Where owning and renting start to deviate is in how much wealth you’re left with in the future. This is where owning has an advantage.
In her projections for clients, Ms. Birenbaum assumes an average annual 3-per-cent increase in value on the house and 4-per-cent returns on a balanced portfolio of investments before tax. Tax is a big factor in this comparison. You can sell a principal residence tax-free, whereas investment gains on the proceeds from selling a house are subject to tax for the most part. You could avoid tax by using a tax-free savings account, but cumulative lifetime contribution room for TFSAs stands only at $63,500 this year.
Do you find Ms. Birenbaum’s estimate of 4-per-cent investment returns too low? She argues that people tend to get more conservative as investors when they age, and that means fewer stocks in their portfolios and more bonds generating interest.

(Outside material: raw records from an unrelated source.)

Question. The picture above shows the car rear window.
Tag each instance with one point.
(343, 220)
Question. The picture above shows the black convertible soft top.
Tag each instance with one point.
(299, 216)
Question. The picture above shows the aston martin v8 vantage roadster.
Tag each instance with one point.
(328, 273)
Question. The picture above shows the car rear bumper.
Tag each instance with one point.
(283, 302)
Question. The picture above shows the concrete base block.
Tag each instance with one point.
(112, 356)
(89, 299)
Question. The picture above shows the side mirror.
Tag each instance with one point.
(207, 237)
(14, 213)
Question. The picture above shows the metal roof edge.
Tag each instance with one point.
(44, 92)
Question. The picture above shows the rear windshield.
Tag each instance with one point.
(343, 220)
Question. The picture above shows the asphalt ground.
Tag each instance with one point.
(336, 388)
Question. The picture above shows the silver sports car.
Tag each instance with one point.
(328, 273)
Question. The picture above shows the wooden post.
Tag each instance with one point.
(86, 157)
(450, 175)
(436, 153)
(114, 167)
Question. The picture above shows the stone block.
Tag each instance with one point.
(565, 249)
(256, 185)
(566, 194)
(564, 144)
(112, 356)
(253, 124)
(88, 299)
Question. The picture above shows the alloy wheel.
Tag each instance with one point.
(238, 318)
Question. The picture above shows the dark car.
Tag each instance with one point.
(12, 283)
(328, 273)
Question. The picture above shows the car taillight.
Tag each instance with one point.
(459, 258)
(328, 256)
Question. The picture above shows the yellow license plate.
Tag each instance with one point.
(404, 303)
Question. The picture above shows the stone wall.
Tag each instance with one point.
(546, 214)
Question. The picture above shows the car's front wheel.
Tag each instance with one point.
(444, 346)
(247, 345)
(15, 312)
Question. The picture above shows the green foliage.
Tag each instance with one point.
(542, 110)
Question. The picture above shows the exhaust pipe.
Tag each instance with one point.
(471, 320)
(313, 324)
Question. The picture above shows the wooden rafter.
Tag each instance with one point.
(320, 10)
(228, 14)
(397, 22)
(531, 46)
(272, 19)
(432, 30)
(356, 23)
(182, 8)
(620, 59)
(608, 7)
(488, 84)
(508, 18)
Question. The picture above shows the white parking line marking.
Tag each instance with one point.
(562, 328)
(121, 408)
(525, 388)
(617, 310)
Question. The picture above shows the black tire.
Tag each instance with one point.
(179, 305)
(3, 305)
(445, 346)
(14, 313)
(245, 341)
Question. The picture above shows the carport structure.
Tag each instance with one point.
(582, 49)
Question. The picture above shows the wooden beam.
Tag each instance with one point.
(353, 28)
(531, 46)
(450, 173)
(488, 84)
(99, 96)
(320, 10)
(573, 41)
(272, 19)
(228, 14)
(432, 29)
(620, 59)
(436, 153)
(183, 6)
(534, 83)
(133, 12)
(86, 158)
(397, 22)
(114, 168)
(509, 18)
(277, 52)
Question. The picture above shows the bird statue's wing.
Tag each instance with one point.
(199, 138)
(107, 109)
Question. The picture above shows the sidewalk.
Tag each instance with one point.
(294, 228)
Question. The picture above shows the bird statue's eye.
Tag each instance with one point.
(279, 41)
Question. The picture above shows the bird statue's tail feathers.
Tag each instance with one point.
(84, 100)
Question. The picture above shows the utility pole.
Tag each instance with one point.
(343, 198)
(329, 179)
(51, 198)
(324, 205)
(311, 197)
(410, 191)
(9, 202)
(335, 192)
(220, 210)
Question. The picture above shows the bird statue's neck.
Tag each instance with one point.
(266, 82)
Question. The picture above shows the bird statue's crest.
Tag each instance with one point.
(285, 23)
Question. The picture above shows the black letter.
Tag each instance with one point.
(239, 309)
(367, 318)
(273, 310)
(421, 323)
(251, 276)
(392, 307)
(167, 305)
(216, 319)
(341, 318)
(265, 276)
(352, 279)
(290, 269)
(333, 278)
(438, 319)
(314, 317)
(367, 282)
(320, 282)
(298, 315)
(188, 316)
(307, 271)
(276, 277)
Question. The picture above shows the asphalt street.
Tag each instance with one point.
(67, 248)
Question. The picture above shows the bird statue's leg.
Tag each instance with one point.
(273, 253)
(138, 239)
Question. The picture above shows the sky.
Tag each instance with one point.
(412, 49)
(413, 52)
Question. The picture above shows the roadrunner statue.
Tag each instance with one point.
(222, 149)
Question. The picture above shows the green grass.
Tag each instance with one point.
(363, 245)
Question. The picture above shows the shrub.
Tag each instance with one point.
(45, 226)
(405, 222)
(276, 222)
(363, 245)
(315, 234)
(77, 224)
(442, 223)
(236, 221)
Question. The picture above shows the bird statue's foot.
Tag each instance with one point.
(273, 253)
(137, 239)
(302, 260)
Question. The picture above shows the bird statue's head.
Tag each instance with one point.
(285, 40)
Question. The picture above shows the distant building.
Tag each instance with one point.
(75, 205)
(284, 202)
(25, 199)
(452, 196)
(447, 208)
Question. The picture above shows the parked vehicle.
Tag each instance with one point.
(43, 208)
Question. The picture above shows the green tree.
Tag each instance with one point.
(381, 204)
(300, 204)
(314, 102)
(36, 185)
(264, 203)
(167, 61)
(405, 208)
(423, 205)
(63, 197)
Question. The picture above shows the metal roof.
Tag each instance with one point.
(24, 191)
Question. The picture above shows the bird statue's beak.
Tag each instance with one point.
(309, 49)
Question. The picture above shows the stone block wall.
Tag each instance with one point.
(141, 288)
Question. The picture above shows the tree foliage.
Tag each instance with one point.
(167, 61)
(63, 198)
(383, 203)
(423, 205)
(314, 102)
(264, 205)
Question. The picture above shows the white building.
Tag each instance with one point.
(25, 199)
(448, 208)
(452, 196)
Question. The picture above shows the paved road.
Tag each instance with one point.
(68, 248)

There’s a tax angle on taking this conservative stance: Bond interest is taxed as regular income, whereas dividends and capital gains from stocks benefit from preferential tax rates.
If you were to invest the proceeds of a home sale, Ms. Birenbaum suggests you consider how bothered you’ll be by the stress of watching your portfolio being subjected to financial-market ups and downs. “People don’t think as much about the volatility of the housing market,” she said.
The biggest variable in this analysis is the condition of your home and its need for spending on renovations. Kitchen and bathroom renos are entirely discretionary, but not upgrading or freshening these key rooms could make your home harder to sell. You could argue that the better a house’s condition, the stronger the argument for continuing to own rather than rent.
Single seniors often feel discriminated against because they can’t benefit from pension-income splitting, a tax-saving measure. But in deciding whether to downsize and whether to rent or own, singles are at an advantage in that they don’t need to come to an agreement with a spouse.
“This whole decision can be a very tense one for couples,” Ms. Birenbaum said. “One spouse wants to realize on the home equity and simplify, and the other one feels very attached to the home for a variety of reasons. What that often leads to is inertia.”